Contudo, Zohar e Marshall (2004) referem que as características de um QEs altamente desenvolvido incluem aquilo a que os psicólogos chamam "independente do campo" – possuir uma facilidade para trabalhar contra as convenções. Isso quer dizer ser capaz de estar contra a multidão, defender uma opinião impopular se isso for aquilo em que acredita profundamente. Se uma pessoa existe meramente a partir da sua camada do ego, então é simplesmente um conjunto de mecanismos de cópias individualizados que construiu em resposta à sua experiência, uma máscara. E se ela viver a partir da sua camada média, associativa, faz parte do grupo. Então, a presença de indivíduos espiritualmente inteligentes no seio de determinados grupos poderia eventualmente diminuir a coesão entre os seus membros, ao prejudicar a comunicação e reduzir a conformidade de atitudes entre os membros do grupo (Curral & Chambel, 2001).

Para além disso, "Ao contrário da inteligência comum, que é linear, lógica e racional, a Inteligência Espiritual não se pode quantificar" (Zohar & Marshall, 2004, p. 299).
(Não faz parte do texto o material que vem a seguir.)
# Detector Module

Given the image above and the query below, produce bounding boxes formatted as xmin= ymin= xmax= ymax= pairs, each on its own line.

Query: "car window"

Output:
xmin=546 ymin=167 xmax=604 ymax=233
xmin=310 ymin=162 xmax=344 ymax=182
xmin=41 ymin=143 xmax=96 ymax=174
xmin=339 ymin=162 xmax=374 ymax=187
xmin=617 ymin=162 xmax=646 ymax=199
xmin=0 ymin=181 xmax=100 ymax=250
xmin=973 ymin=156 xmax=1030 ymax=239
Isto levanta dificuldades ao nível do recrutamento e selecção de pessoas espiritualmente inteligentes para as empresas, bem como avaliar os resultados de programas de desenvolvimento do Quociente Espiritual.

Por fim, poderíamos criticar a teorização da Inteligência Espiritual por ela romper com o chamado paradigma newtoniano-cartesiano (ou real-materialista), que tem dominado a Ciência ocidental nos últimos 300 anos, e cujas principais características, são: (1) o mecanicismo (concepção do Universo como um mecanismo, uma máquina, sujeito a leis matemáticas. Essa "máquina" é composta de partes chamadas átomos, que são os constituintes da matéria); (2) o empirismo (apenas o conhecimento a partir de factos concretos, passíveis de serem apreendidos pelos sentidos e passíveis de mensuração, teria valor científico); (3) o determinismo (uma vez conhecendo-se as leis que causam os fenómenos seria possível determinar com precisão a sua evolução); e, (4) a fragmentação (a decomposição do objecto de estudo nas suas partes componentes - o método analítico). Esta concepção de realidade descrita pela Física foi também decisiva no desenvolvimento de outras ciências, como a Medicina e a Psicologia (Tavares, 1993). Todavia, nunca é de demais relembrar que o conhecimento científico é considerado aberto, pois: a) não conhece barreiras que, a priori, limitem o conhecimento. A Ciência não dispõe de axiomas evidentes: até os princípios mais gerais e "seguros" constituem postulados que podem ser mudados ou corrigidos; b) a Ciência não é um sistema dogmático e cerrado, isto é, constitui um sistema aberto porque é falível e, em consequência, capaz de progredir: quando surge uma nova situação, na qual as leis existentes se revelam inadequadas, a Ciência propõe-se a realizar novas investigações, cujos resultados induzirão à correcção ou, até à total substituição das leis incompatíveis; e, c) dependendo dos instrumentos de investigação disponíveis e dos conhecimentos acumulados, até certo ponto está ligado às circunstâncias da sua época: a aplicação de novos instrumentos e técnicas pode aprofundar as investigações, ao passo que o meio natural ou social pode sofrer modificações significativas. Dessa maneira, podem-se considerar os sistemas de conhecimento como organismos vivos, que crescem e se modificam, assegurando o progresso da Ciência (Lakatos & Marconi, 1991). Como escreveu o físico suíço e depois norte-americano Albert Einstein (1879-1955) (citado por Rause, 2001): "A mais bela coisa que podemos viver é o misterioso. É a emoção fundamental que suporta o berço da verdadeira ciência. Quem já o esqueceu e já não se interroga nem se maravilha é como se estivesse morto".

 

 

O propósito deste trabalho foi fazer uma avaliação crítica do artigo de Suzana Naiditch intitulado Deus e negócios, publicado pela revista Exame (versão brasileira) em 25 de Julho de 2001. Este artigo debruça-se sobre um tema tão novo quanto polémico: a existência de um terceiro tipo de inteligência, a Inteligência Espiritual, e a sua aplicação nos negócios. O assunto é tão actual que foi abordado em recentes reportagens de capa pelas revistas norte-americanas Newsweek e Fortune.